CPI holds at 3.0% but Iran shock has already changed the picture for DB pension schemes, with liabilities down £50bn
CPI holds at 3.0% but Iran shock has already changed the picture for DB pension schemes, with liabilities down £50bn
25 Mar 2026
Adam Gillespie, Partner at XPS Group, comments: “Today's CPI figure will grab the headlines, but for DB pension schemes far more significant market impacts have already happened. Since the Iran conflict began on 28 February, it is the UK bond market's reaction, not today's inflation number, that has driven the bigger shift in funding positions.
Renewed inflation risk is clearly bad news for individuals and government finances. But for most DB schemes the picture is more nuanced. XPS estimates that liabilities on a long-term funding basis have fallen by approximately 5% since 28 February, equivalent to around £50bn. Long-dated gilt yields, the primary driver of liability valuations, have risen sharply, with the 10-year gilt reaching almost 5% on 20 March, its highest level since 2008. Rising yields reduce the present value of liabilities more quickly than higher inflation expectations increase them, meaning that for most schemes, the net effect is a material reduction in liabilities.
How this translates into surplus depends on a scheme's exposure to risky assets, but many will have seen their position improve further. This sharpens an already live debate: as the Pension Schemes Bill progresses with surplus release regulations expected later this year, many trustees are considering how surplus can benefit members. For those trustees, one of the areas they often look at is how members benefits have been affected by increases in the cost of living.
These market moves have also created additional challenges for liability hedging strategies, compounding existing gilt market fragmentation. Two issues stand out: higher inflation can leave schemes inadvertently overhedged; and curve shape changes can have a significant second-order impact on hedge effectiveness. XPS's research shows that even for a modest £100m scheme, the difference between a highly robust and a less robust hedge can result in losses of around £600,000 per year - and significantly more in conditions like these. Trustees and sponsors should be reviewing whether their liability hedges remain at the right level and protected against further sharp moves in yields and inflation.”
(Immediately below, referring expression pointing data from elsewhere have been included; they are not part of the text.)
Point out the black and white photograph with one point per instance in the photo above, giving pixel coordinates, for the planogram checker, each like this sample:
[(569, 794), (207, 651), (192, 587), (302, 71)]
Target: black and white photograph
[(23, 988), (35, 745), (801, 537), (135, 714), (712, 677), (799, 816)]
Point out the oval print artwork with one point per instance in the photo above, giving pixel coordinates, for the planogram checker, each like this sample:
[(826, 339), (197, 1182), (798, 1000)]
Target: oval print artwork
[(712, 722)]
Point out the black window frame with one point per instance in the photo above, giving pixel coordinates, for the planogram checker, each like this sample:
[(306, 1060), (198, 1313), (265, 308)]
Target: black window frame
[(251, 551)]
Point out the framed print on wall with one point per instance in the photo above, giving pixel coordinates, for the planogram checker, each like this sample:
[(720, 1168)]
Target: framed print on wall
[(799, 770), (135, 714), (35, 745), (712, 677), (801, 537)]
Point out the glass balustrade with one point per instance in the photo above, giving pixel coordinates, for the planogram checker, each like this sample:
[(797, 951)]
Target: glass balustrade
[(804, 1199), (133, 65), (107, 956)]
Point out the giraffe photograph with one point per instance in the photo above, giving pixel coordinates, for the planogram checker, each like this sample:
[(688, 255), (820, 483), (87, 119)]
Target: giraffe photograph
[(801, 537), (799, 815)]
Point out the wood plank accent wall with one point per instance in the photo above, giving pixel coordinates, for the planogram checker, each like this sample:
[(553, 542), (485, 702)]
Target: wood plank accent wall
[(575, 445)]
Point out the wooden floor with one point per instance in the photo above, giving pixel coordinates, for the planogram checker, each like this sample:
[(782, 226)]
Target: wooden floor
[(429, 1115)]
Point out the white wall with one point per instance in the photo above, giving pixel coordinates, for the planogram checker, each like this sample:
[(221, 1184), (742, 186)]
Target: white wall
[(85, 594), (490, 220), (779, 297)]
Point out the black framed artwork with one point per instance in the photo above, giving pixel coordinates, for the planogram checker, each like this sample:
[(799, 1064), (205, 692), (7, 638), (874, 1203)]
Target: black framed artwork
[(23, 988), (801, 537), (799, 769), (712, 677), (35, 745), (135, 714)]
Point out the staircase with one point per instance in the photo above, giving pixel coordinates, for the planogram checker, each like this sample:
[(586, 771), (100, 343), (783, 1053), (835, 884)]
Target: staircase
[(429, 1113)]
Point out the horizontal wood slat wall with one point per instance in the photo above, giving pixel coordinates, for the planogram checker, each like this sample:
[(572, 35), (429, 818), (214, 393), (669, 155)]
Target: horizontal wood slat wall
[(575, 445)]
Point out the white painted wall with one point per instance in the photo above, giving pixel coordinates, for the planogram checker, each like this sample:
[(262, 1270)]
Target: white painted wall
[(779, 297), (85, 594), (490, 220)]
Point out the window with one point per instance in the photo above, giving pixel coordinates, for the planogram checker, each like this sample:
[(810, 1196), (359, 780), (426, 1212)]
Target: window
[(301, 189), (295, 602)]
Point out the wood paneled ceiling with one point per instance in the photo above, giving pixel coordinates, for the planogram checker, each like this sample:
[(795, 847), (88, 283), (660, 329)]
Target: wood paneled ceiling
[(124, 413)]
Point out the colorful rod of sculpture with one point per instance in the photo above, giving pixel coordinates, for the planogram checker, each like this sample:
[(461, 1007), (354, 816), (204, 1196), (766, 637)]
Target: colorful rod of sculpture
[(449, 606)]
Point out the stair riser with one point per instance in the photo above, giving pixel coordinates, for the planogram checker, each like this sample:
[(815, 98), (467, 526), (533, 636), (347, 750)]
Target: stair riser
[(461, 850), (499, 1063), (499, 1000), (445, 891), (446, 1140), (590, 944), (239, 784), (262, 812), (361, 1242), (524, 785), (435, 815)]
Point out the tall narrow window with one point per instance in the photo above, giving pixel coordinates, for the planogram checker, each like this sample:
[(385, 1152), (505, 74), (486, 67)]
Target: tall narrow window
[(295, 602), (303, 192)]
Mark Searle, Head of DC Investment at XPS Group, comments: “The prospect of higher future inflation is a blow for UK DC pension savers. Younger members have enjoyed strong global equity returns over the last three years, but a period of persistently higher inflation would make retirement targets harder to achieve without changes to contributions or investment strategy. For older savers already drawing an income, higher inflation means larger withdrawals are needed just to maintain purchasing power. Combined with the elevated market volatility we’re seeing, this significantly increases the risk of running down drawdown pots too quickly and brings into focus the risk DC retirees face with pound cost ravaging.”